What is a Data Lake?

A new concept in big data is making the rounds, and it could change the way firms approach long-term analysis.

About two years ago, while many firms were still struggling with Hadoop and wrapping their minds around the potential of big data, a new and potentially revolutionary concept, a data lake, piqued the attention of technology officers.

A data lake (or "enterprise data hub," in Cloudera's market), as opposed to a data warehouse, contains the mess of raw unstructured or multi-structured data that for the most part has unrecognized value for the firm. While traditional data warehouses will clean up and convert incoming data for specific analysis and applications, the raw (and processed) data residing in lakes are still waiting for applications to discover ways to manufacture insights.
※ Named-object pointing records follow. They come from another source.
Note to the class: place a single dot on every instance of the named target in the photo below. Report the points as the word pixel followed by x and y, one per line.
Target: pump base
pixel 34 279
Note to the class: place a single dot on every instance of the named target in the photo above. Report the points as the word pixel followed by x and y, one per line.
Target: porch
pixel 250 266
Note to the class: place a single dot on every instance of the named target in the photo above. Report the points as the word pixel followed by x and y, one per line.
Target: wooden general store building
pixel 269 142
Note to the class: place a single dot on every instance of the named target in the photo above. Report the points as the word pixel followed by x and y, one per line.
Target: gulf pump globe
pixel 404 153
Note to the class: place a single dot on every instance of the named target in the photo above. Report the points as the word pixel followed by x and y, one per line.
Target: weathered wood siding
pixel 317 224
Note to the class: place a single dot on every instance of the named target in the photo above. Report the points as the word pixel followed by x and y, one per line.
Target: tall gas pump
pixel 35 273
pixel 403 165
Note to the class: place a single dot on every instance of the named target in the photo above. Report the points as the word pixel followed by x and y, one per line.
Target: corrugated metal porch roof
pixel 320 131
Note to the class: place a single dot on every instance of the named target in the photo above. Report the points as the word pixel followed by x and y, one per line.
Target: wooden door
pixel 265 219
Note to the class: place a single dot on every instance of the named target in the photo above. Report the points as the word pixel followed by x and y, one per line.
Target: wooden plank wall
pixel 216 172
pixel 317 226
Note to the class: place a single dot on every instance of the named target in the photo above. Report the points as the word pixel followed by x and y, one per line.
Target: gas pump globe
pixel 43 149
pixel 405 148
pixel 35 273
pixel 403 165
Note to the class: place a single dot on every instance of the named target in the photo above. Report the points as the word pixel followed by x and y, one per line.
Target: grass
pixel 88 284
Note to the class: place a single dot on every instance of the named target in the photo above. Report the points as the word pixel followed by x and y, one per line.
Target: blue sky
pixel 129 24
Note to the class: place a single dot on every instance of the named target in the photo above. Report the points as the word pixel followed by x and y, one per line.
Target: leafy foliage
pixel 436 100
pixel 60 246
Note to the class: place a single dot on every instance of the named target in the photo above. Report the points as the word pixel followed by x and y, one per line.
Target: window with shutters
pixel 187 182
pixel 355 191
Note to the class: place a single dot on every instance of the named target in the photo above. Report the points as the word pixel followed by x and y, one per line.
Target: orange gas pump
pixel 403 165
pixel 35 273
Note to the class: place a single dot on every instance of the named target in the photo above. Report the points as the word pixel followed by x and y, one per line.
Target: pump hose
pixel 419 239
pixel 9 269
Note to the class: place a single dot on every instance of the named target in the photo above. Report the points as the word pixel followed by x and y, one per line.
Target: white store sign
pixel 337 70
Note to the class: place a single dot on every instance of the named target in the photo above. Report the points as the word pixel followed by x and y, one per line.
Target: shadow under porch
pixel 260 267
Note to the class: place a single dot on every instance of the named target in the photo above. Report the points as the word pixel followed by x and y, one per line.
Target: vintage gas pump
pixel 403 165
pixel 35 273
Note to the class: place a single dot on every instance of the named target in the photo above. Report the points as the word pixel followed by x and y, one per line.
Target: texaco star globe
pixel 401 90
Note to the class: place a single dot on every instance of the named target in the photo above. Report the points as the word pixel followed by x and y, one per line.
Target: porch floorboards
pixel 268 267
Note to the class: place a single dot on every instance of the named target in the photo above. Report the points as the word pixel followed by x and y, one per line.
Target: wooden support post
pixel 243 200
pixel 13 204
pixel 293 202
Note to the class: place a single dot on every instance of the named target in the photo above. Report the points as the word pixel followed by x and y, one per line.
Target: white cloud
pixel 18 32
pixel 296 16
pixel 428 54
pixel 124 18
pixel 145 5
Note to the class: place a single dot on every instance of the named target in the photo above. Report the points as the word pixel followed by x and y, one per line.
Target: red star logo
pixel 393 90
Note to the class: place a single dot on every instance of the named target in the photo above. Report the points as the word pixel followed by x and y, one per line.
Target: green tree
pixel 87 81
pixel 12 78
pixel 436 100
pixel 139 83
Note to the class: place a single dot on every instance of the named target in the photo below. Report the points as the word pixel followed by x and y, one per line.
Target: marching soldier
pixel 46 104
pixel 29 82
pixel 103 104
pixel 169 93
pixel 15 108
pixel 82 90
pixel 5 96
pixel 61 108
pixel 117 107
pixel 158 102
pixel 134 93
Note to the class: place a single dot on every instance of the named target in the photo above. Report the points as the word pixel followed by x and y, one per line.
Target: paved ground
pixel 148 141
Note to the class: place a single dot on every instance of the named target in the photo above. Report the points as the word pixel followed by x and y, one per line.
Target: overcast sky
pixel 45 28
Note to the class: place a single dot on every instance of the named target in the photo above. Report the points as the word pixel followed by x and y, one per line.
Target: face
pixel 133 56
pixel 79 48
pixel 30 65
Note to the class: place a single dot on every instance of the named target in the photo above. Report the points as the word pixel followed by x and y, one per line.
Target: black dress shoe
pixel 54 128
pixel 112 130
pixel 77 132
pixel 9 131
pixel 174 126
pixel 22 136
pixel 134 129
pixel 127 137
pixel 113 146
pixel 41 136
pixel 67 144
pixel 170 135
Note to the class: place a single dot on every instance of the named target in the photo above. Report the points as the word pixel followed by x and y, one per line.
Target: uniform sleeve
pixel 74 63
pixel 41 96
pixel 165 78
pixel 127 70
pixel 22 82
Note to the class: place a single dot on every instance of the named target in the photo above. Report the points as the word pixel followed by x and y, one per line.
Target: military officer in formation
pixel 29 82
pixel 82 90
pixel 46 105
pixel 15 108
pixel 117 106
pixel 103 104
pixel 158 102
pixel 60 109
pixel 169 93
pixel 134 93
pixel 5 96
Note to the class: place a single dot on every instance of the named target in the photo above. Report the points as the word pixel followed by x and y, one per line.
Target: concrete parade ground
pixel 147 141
The data channels with unrecognized value include social media, clickstream data, sensor data, server logs, customer transactions, videos, and more. In a rapidly growing world of big data and growing sources of information, this category is likely to increase exponentially.

"The data is stored there only once and it can be accessed in many ways," explains Chris Twogood, VP of product and services marketing at Teradata. "It's always there in its original fidelity for you go back, manipulate, change, and refine." Customers use Hadoop to shift through the lake and extract the relevant data for the query.

[For more on big data trends, read: Big Data in Capital Markets Crosses the Chasm]

The data lake concept has been gaining popularity in the last 8 months with applications coming from Howrtonworks and Cloudera. Lowered costs of storage, and Hadoop's ability to store more data types at scale made the idea increasingly tangible. Concepts for use cases in financial services are still underway, but it's easy to see where it might aid application in risk analysis and fraud analysis by identifying patterns and building profiles of customers and clients likely to cause or experience issues.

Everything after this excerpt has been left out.